Pope Leo XIV yesterday commenced the first ever papal visit to the Canary Islands with a hard-hitting speech about migration.

At the port of Arguineguin in Gran Canaria, Pope Leo listened to the testimony of a Nigerian trafficking victim, a Latin-American migrant, a Caritas volunteer and a Spanish Maritime Rescue captain, before beginning his address.

Pope Leo urged governments to create “legal and safe pathways, rescue and assistance, real cooperation against traffickers, effective protection for victims, serious processes of reception and integration, and policies that allow every person to live with dignity in their own land.”

“Each boat that arrives not only brings migrants; it brings a question: what kind of world have we built, if so many brothers must risk death to seek life?”.
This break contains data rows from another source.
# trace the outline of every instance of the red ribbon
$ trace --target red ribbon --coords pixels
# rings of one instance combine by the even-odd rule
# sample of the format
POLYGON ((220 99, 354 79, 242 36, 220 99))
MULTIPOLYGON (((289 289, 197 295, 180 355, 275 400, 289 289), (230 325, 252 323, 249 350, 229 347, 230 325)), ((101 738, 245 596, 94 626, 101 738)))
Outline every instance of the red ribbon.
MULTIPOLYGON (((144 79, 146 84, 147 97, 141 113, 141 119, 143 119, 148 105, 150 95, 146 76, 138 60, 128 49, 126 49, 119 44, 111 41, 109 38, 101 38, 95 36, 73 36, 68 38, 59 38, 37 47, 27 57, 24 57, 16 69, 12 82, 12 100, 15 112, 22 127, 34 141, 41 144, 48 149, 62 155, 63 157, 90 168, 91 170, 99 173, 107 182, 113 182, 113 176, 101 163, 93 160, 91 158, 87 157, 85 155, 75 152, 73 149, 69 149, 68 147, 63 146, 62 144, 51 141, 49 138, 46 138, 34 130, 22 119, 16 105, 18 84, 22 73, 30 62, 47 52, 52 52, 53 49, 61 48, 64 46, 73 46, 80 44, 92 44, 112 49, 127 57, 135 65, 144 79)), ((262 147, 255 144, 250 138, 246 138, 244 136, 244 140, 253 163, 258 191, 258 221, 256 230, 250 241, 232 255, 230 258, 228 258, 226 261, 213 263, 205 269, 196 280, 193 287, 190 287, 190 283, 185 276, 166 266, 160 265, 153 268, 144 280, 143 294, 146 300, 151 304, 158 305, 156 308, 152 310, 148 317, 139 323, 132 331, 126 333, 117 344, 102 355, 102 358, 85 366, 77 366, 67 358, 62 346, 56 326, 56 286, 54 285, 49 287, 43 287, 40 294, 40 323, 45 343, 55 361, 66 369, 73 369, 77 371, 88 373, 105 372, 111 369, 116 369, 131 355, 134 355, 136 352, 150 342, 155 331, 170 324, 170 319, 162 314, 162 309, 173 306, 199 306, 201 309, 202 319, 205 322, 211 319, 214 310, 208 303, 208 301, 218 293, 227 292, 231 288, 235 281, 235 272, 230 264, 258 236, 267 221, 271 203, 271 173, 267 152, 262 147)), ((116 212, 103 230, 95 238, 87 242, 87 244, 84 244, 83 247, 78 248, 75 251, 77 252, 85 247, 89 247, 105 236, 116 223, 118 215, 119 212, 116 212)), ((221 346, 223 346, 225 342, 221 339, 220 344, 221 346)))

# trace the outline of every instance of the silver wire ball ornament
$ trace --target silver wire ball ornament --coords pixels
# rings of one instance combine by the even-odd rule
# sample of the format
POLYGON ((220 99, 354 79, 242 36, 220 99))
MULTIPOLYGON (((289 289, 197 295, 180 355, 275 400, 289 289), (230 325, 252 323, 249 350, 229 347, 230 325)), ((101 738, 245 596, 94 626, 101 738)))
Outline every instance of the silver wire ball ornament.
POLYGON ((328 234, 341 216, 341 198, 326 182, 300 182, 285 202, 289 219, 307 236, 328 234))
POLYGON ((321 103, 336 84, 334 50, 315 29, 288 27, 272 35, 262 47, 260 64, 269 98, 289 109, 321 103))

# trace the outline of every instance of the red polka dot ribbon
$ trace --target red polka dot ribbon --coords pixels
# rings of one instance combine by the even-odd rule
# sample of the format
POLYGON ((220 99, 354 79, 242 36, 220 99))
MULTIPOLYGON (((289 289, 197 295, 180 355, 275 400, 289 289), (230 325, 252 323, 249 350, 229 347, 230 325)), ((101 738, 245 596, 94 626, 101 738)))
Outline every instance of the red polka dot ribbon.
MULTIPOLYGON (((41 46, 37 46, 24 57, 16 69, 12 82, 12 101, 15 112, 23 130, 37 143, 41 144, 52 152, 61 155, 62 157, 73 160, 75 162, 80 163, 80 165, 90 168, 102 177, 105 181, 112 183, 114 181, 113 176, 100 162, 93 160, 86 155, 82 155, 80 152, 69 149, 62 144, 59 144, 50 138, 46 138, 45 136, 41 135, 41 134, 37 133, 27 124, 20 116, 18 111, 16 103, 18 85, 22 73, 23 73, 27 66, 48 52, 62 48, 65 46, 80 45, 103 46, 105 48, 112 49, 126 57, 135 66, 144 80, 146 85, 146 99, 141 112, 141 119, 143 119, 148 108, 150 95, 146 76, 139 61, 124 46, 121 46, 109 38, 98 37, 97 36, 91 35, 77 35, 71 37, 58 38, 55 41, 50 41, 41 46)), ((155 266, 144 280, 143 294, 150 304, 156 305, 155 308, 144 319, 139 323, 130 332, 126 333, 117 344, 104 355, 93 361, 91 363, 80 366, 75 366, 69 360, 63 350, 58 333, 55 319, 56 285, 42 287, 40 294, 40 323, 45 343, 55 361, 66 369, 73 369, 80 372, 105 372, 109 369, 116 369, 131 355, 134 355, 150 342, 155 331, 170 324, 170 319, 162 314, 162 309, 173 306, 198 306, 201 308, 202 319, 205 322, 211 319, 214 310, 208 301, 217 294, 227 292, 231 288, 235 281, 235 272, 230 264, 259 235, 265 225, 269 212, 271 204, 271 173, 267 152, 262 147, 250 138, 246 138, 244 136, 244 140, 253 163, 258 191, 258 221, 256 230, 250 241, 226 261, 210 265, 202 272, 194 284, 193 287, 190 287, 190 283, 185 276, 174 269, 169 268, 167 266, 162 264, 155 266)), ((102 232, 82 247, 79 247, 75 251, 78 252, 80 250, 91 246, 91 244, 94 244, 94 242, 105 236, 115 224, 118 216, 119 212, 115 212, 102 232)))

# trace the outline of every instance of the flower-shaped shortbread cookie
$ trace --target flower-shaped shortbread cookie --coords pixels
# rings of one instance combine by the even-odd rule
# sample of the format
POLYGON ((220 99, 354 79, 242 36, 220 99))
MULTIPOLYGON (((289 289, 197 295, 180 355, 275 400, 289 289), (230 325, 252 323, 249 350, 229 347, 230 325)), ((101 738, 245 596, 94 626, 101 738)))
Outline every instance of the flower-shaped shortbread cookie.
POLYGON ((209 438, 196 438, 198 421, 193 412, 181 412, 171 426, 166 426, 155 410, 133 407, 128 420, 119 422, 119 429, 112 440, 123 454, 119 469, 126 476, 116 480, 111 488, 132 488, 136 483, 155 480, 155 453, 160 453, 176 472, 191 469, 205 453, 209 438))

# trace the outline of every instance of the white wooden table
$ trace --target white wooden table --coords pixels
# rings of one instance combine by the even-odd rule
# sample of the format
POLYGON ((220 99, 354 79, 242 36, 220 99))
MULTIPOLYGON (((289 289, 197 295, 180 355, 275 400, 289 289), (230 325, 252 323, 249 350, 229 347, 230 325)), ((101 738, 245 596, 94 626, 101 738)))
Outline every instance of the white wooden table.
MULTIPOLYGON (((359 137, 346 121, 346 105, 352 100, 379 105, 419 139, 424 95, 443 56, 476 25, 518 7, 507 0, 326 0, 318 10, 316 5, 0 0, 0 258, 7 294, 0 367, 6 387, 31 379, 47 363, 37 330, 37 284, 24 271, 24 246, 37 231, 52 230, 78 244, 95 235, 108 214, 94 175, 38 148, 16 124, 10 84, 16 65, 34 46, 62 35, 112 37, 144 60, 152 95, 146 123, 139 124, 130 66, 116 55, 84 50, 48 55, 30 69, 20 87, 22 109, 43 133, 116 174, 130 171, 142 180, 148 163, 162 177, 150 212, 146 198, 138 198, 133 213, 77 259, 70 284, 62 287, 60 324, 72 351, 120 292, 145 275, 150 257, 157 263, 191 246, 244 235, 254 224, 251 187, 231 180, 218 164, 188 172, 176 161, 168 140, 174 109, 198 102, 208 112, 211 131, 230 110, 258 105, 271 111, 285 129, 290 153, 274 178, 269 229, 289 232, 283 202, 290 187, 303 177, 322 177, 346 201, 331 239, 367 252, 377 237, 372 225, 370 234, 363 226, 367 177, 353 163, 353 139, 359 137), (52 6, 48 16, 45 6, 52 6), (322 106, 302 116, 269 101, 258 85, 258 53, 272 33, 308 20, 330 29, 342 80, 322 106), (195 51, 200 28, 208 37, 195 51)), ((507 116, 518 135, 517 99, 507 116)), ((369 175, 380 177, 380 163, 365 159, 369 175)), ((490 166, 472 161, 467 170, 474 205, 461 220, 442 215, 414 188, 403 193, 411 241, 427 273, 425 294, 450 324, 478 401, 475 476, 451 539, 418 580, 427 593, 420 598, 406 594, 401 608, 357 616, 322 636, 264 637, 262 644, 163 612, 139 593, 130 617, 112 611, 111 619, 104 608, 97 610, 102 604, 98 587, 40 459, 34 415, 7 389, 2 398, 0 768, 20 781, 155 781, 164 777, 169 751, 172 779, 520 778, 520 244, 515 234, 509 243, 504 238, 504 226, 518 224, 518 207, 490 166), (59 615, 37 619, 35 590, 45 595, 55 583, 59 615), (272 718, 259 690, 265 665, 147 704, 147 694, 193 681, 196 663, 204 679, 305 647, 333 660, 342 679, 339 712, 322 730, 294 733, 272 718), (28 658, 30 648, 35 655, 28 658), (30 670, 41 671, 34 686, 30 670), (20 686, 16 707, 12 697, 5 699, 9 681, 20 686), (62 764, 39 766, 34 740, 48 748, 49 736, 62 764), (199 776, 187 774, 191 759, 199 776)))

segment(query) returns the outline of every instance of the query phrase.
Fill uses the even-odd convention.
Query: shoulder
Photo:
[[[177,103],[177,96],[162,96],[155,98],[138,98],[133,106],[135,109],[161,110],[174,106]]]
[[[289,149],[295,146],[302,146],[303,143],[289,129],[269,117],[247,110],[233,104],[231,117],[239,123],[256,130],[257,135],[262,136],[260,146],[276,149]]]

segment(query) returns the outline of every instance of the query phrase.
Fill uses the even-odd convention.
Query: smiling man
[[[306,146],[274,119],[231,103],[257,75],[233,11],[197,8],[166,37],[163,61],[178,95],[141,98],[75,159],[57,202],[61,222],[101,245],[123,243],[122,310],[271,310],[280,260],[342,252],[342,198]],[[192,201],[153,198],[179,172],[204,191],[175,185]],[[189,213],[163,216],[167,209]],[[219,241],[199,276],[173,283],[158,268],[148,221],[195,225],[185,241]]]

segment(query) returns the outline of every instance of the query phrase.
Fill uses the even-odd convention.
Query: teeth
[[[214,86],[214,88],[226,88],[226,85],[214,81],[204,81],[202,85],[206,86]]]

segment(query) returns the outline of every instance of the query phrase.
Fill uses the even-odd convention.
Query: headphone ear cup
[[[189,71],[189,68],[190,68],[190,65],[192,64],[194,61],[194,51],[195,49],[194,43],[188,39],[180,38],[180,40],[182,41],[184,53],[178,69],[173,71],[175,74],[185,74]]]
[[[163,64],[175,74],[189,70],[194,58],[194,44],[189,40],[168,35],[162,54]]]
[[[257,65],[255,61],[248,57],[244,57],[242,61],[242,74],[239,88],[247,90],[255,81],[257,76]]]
Pope Leo had harsh words for Europe, saying “it cannot proclaim human dignity and become accustomed to the Mediterranean and the Atlantic being cemeteries without tombstones.”

Leo also attacked the causes of migration, saying “While there is a right to seek refuge when life is threatened, there is also a right not to have to migrate: the right to remain in one’s own home without hunger, war, persecution, violence, the earth becoming uninhabitable, corruption stealing the bread of the poor or weapons destroying the future of children”. 

He ended with a warning: “Here, by the sea, every life that arrives asks us what remains of our humanity. Sooner or later, it will be known whether we knew how to protect it, or if we let indifference speak for us.”